Mas existe, desde 2003, um motivo para ter esperança. Declarada pela UNESCO como Património Cultural Imaterial da Humanidade, Kihnu viu consagradas e reconhecidas as suas tradições, rituais, música, artesanato e dialecto local. Hoje, o turismo já garante o sustento a muitas famílias. "É um motivo para que as pessoas se fixem na ilha. Participam em performances de dança e música tradicionais, vendem artesanato, comida, exploram alojamentos e serviços como o aluguer de bicicletas. Tudo isto é, agora, parte do dia-a-dia." Mas não há bela sem senão. Até há poucos anos, as casas de Kihnu não tinham fechaduras. Uma vassoura encostada à porta de entrada sinalizava ausência do morador — e essa era respeitada por todos. "Hoje, os cadeados são usados para proteger as propriedades de turistas que não respeitam ou compreendem a vassoura."

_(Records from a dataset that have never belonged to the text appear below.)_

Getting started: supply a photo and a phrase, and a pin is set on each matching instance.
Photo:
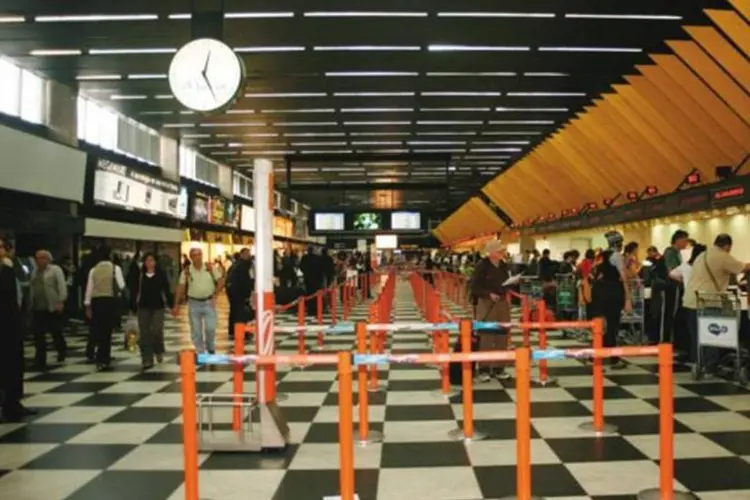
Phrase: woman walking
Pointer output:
(153, 297)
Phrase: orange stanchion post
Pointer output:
(333, 304)
(301, 347)
(189, 424)
(598, 426)
(238, 376)
(523, 424)
(346, 428)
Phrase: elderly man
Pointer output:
(488, 294)
(48, 291)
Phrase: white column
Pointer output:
(265, 342)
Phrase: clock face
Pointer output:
(205, 75)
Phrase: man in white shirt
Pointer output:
(103, 288)
(201, 284)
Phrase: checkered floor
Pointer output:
(117, 435)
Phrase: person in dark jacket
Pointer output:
(488, 292)
(152, 297)
(240, 286)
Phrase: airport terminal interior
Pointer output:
(550, 170)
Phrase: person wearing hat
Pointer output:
(488, 295)
(610, 294)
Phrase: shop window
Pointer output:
(32, 98)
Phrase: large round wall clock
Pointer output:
(206, 75)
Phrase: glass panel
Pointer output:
(10, 88)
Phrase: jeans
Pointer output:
(151, 333)
(202, 316)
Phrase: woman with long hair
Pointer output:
(153, 297)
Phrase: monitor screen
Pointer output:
(386, 241)
(406, 221)
(368, 222)
(329, 222)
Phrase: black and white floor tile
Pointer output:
(117, 435)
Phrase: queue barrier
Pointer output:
(522, 358)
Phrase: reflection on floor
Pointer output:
(117, 435)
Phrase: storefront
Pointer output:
(214, 224)
(133, 210)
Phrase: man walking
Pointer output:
(48, 292)
(200, 284)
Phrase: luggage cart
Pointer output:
(634, 323)
(566, 299)
(719, 316)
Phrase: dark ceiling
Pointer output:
(388, 103)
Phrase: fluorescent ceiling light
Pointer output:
(121, 97)
(364, 14)
(461, 94)
(638, 17)
(544, 74)
(315, 134)
(533, 110)
(477, 48)
(113, 52)
(315, 144)
(147, 76)
(233, 124)
(56, 52)
(260, 50)
(496, 150)
(435, 143)
(546, 94)
(96, 18)
(366, 48)
(503, 143)
(469, 73)
(326, 152)
(376, 143)
(373, 94)
(299, 111)
(258, 15)
(367, 123)
(446, 133)
(590, 49)
(285, 94)
(377, 110)
(511, 132)
(371, 73)
(454, 110)
(379, 134)
(430, 150)
(98, 77)
(538, 15)
(453, 122)
(522, 122)
(305, 124)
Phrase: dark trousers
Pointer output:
(151, 334)
(103, 320)
(11, 364)
(42, 323)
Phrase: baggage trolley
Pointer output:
(634, 323)
(719, 315)
(566, 299)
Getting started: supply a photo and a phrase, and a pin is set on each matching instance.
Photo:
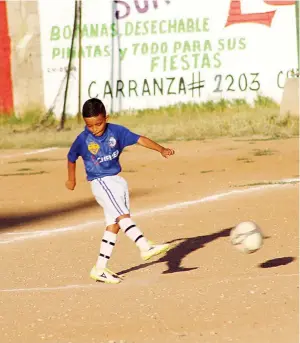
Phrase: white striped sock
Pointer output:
(107, 245)
(134, 233)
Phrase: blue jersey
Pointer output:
(101, 154)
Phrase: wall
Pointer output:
(140, 54)
(6, 92)
(26, 69)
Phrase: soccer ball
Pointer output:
(246, 237)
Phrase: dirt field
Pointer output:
(202, 291)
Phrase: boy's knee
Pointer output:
(122, 217)
(113, 228)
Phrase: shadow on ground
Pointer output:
(174, 257)
(277, 262)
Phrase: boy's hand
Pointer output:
(71, 184)
(167, 152)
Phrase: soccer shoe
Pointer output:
(155, 250)
(104, 275)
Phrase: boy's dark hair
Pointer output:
(92, 108)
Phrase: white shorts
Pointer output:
(111, 193)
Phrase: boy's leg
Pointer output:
(148, 250)
(131, 230)
(100, 272)
(107, 245)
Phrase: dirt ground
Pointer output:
(202, 291)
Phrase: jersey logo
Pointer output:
(112, 142)
(94, 148)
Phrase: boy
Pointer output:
(100, 146)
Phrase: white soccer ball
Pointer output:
(246, 237)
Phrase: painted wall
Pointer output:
(144, 54)
(26, 69)
(6, 92)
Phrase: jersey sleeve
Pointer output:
(75, 150)
(127, 137)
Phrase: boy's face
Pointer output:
(97, 124)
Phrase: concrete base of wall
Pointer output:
(290, 98)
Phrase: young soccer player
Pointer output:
(100, 146)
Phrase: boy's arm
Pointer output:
(71, 182)
(148, 143)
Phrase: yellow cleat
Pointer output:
(104, 275)
(155, 250)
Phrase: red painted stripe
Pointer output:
(6, 91)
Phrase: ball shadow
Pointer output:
(276, 262)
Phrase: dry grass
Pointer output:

O turismo é fonte de rendimento, mas também de preocupação. Se, por um lado, vender as tradições e transmitir conhecimento é uma forma de manter viva a cultura de Kihnu, por outro começa a mudar a face da ilha. "Hoje em dia, as quintas têm quase todas uma placa com um nome e há muitos locais para pernoitar. O museu local foi renovado e desenvolve actividades regularmente. Há visitas guiadas realizadas por mulheres com enfoque na cultura." Anne Helene considera o local "demasiado turístico" durante o Verão. "Para turistas tradicionais, isso não será um problema, mas para pessoas que, como eu, se interessam por história e cultura dos locais, será preferível ir noutras estações do ano." Foi por ter interesse na história do local que se debruçou sobre a vida de 35 mulheres idosas "e as tradições que, em breve, estarão extintas". Das 35 mulheres que retratou, apenas dez se mantêm vivas.